Laws as Conversations? Border Control example

This has been spurred by the bruhaha around immigration. As someone with an extra pages passport filled with stamps, I personally have never even considered trying to bypass a counties border control. It’s a “conversation” that I feel the country I am visiting controls, not something I can influence.

When going through the border control checks, what is clear is that just through the questions asked each country is communicating what seems to be most important to them - how long are you staying, where are you going in country, what is the purpose of your visit, are you carrying lots of cash (transactions that we might not be able to tax/illegal activity), are you a felon in your country of residence, etc etc…

So while my initial paragraphs could easily be seen as Orange (obey the laws), they actually don’t feel Orange to me at all. I see the country I am conversing with as actually being compassionate to their people, while also compassionately trying to accommodate my desire to visit. And if if through our conversation, we mutually decide to continue the conversation, then by agreement we get to have have deeper conversations - vacation, visit religious sites, be influenced by their culture, do business together, have amazing (magenta, red, amber, orange, green, teal, turquoise, indigo) conversations with people from completely different worlds.
I consider, as an example, the border control conversation as the most basic conversation which then opens up all the really good conversations we can have. If we can’t agree at the Red/Orange level then chances of having beneficial Orange, Green or higher stage conversations would be untenable.

Thoughts, Perspectives, Critiques?

Interesting. Never thought of it like that.

I might analogously think of a country as a family in a way when thinking about laws as conversations. Yeah, the “teenage son” might have one dialogue about what is allowed in the “house”, while the “father” might have another, lol.

In some countries the official government conversation is completely different from that of the general population. We see this in a lot of EU countries, for example.

In the case of the USA we have the official government policy, and then two opposing sides that are at opposite ends of the conversation spectrum. Even within the same individual we might have a person who is in favor of locking up immigrants but also has friends who are violating immigration laws.

Teasing out the “teenager” / “parent” in a household discussing is a really good example.
Do you have a teenager make long term decisions? Likely not, but you do want them to understand say refinancing your home, retire plans, etc. But the “teenager” is likely in a more guided or managed relationship with the adults.
The more I look at this, the more I like the example. While you definitely want to guide and teach, it sometimes might be necessary to directly manage the minors. And the minors know this - if they stay out too late too often they lose the car keys. If they don’t make grades, they get more management.

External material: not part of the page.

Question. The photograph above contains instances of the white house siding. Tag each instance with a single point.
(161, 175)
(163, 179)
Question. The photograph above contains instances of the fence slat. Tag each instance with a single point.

On your citizens and EU example specifically on immigration, that’s a very interesting topic (at least in my view). While most everyone agrees that Democratic government types are “good”, effectively many of the voters in the EU feel that decisions are made that directly impact their lives. From taxes, trade to large scale immigration these decisions are so far removed from their conversation (vote) that they have to resort to voting to leave the EU.
Citizen, national democracy, regional government, world government - this structure maps perfectly to Integral for both good (growth hierarchies) and bad (dominator hierarchies).

It would be fun to turn the parent / teenager analogy “upside down”.

The culture and people of a country being much older and the “adult”, who created the “child” (government) and can kick them out if push comes to shove.

I don’t like the other way, where the government is the “adult” and has authority over the “child”.

But also at some point adult children might live with their parents and are almost co-equal in many such cases. I think that is the best case.

It could also just be a very limited analogy, lol.

For myself, the conversation with a country’s government and it’s people gets interesting when the citizens acting as government agents deliberately chose to ignore or turn a blind eye to strict enforcement, and under which circumstances they choose to do it.

A large portion of US society seems to have shifted paradigms from as Lincoln said, “…Of the people, by the people, for the people” to the Eastern model of Ruler/Subject, Parent/Child, Patron/Client model.
That’s the power of our election “conversations” that happen near term (Rep, State, County elections every 2 years), medium term (4 year cycles on Pres), long term (6 year cycle on Senators) and then guru-esque lifetime “apolitical” Supreme Court.

I think part of this may come from enamorment of Eastern religions (very strong with the most visible Integralists) and failing to distinguish if actual rubber hits the road manifesting in the physical world for citizens with basic measures like Human Development Index vs a small class of enlightened elite. If the “high altitude” stuff doesn’t eventually permeate throughout all levels of society and governmental systems then how would it ever manifest physically as those forgotten things like clean drinking water & sanitation, education availability, freedom from human trafficing/slavery and ultimately human expression (productivity?). A lot of folks would trade a semi truck load of enlightenment for a good job and promise of a better opportunity for their children.

Could we infer that Western Civilization actually provides that most comprehensive multi-altitude conversation background that world as seen to date? Would the USA be the pinnacle of this human empowerment in all history of mankind? If not, where else has both the mystical spiritualists (integralists?) that have also manifested for the vast majority of their society?